By Joe Henricksen
There were suitors at a higher level, even schools with tremendous academic reputations, who had offered and courted Waukegan's Akeem Springs. But in the end, the 6-3 athletic guard chose Mississippi Valley State and the idea of being close to family.
Springs, a top 15 player in the Hoops Report's Class of 2012 rankings, gave a verbal commitment to Mississippi Valley State. Currently, both his sister, who is a cheerleader, and his brother, who is on the football team, go to school at Mississippi Valley. Plus, his mother, grandfather and several aunts and uncles are graduates.
"It really came down to family," said Dwayne Springs, Akeem's father. "The school is so familiar to him and he's so comfortable there. But I didn't want that to be the deciding factor, just because he was familiar and comfortable. Akeem, though, explained to me he didn't want to go anywhere else. He's confident he can be successful academically, socially and athletically no matter where he goes and this is where he wanted to be."

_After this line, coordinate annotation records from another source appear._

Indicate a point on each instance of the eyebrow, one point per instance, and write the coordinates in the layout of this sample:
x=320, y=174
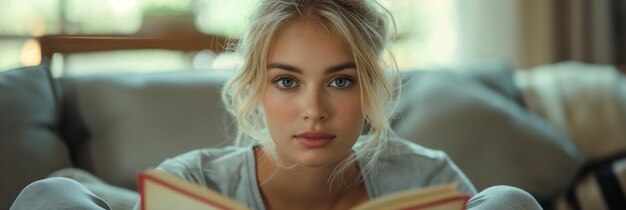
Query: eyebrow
x=332, y=69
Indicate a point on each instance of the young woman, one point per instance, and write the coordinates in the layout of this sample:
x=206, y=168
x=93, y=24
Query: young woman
x=312, y=83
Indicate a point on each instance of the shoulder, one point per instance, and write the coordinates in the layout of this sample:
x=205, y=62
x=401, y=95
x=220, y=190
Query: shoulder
x=207, y=166
x=403, y=165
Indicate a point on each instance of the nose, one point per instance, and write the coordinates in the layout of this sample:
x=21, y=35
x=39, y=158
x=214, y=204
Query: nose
x=314, y=106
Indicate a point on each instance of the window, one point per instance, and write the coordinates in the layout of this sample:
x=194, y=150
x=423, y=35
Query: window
x=426, y=30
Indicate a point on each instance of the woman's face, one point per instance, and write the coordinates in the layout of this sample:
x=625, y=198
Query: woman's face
x=312, y=105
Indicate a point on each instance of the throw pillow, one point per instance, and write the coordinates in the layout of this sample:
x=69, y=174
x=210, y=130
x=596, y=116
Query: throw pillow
x=29, y=144
x=491, y=138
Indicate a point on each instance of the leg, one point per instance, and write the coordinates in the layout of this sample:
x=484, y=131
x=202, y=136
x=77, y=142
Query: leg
x=503, y=197
x=57, y=193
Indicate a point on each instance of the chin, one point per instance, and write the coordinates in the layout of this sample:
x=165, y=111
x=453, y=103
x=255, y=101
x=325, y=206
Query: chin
x=315, y=159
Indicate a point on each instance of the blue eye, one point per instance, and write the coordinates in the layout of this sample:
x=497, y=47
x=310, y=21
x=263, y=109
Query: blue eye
x=285, y=82
x=341, y=82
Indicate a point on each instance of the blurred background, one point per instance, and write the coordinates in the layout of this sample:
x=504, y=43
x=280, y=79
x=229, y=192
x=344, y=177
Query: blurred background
x=82, y=37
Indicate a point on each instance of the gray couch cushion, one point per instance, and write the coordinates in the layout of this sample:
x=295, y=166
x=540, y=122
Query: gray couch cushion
x=135, y=121
x=492, y=139
x=29, y=145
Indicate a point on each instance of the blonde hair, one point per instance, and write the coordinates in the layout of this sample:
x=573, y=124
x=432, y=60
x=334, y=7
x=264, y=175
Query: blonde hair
x=362, y=27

Springs has spent time at Mississippi Valley over the years, including attending the school's homecoming this past fall. Plus, he likes the feel of the historical black college.

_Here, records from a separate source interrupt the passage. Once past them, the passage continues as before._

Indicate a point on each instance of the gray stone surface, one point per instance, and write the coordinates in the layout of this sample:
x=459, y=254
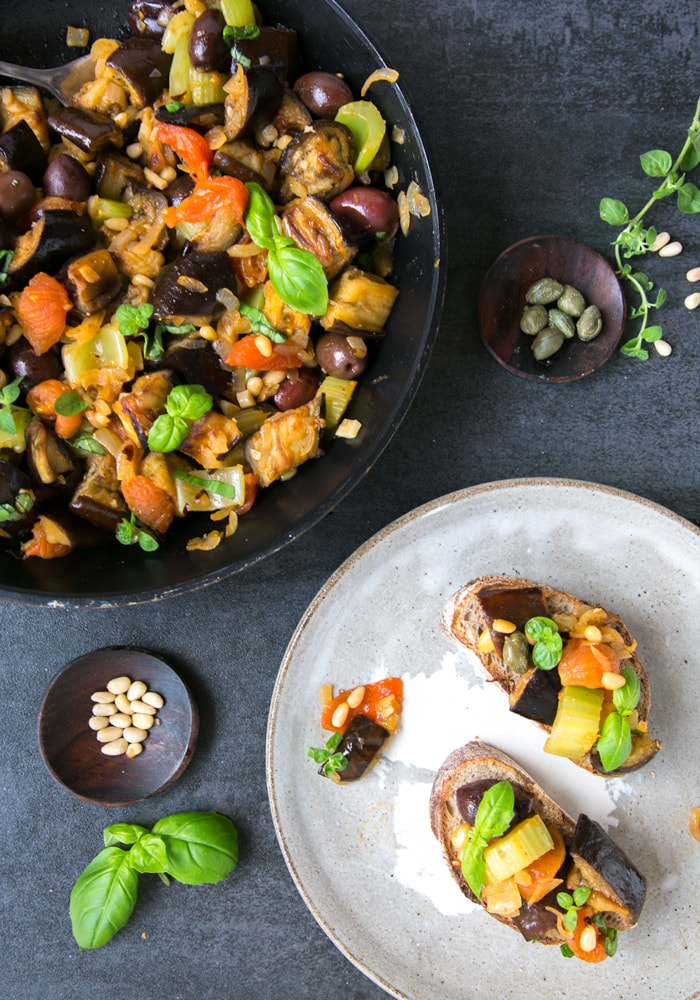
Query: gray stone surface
x=533, y=111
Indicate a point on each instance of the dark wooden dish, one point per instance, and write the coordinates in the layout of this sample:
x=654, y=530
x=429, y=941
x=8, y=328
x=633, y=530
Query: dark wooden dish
x=502, y=299
x=70, y=748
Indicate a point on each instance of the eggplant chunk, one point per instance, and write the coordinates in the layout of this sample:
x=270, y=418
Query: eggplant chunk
x=312, y=226
x=360, y=303
x=186, y=289
x=21, y=150
x=142, y=67
x=90, y=131
x=318, y=161
x=55, y=237
x=253, y=97
x=98, y=498
x=285, y=441
x=536, y=695
x=139, y=408
x=604, y=866
x=92, y=281
x=361, y=742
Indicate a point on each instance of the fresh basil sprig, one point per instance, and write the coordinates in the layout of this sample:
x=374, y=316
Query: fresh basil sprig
x=328, y=756
x=547, y=648
x=493, y=817
x=296, y=274
x=615, y=741
x=195, y=848
x=185, y=403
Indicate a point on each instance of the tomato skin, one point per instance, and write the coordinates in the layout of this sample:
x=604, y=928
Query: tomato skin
x=573, y=939
x=583, y=663
x=375, y=692
x=245, y=354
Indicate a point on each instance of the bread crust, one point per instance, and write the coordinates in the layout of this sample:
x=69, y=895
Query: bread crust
x=462, y=621
x=474, y=762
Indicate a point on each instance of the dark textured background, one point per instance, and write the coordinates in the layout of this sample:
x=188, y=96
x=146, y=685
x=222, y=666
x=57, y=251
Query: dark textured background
x=533, y=111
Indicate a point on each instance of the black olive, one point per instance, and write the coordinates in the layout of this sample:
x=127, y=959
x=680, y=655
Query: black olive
x=208, y=50
x=66, y=177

While Mississippi Valley State has struggled the past three seasons, going a combined 29-65 in that stretch, they did finish 12-6 in the Southwest Athletic Conference last year and play a rugged schedule. The schedule and non-conference opponents the Delta Devils play was another draw to Springs, according to his father. This year alone Mississippi Valley State plays Notre Dame, DePaul, North Carolina, South Carolina, Arkansas, Northwestern, Mississippi, Iowa State, Florida and Wisconsin.
As a result, Springs instantly becomes the Division I recruiting steal out of the state of Illinois. Second-year coach Sean Woods, who played at Kentucky collegiately, has nabbed a prospect who can be a true difference-maker in the SWAC. Springs, who is an outstanding student in the classroom, is a stat sheet stuffer who averaged over 20 a game last season, along with over six rebounds, four assists and three steals a game.
Always known for how hard he plays and competitiveness, Springs has improved his skill level over his four years under coach Ron Ashlaw and become a more versatile weapon.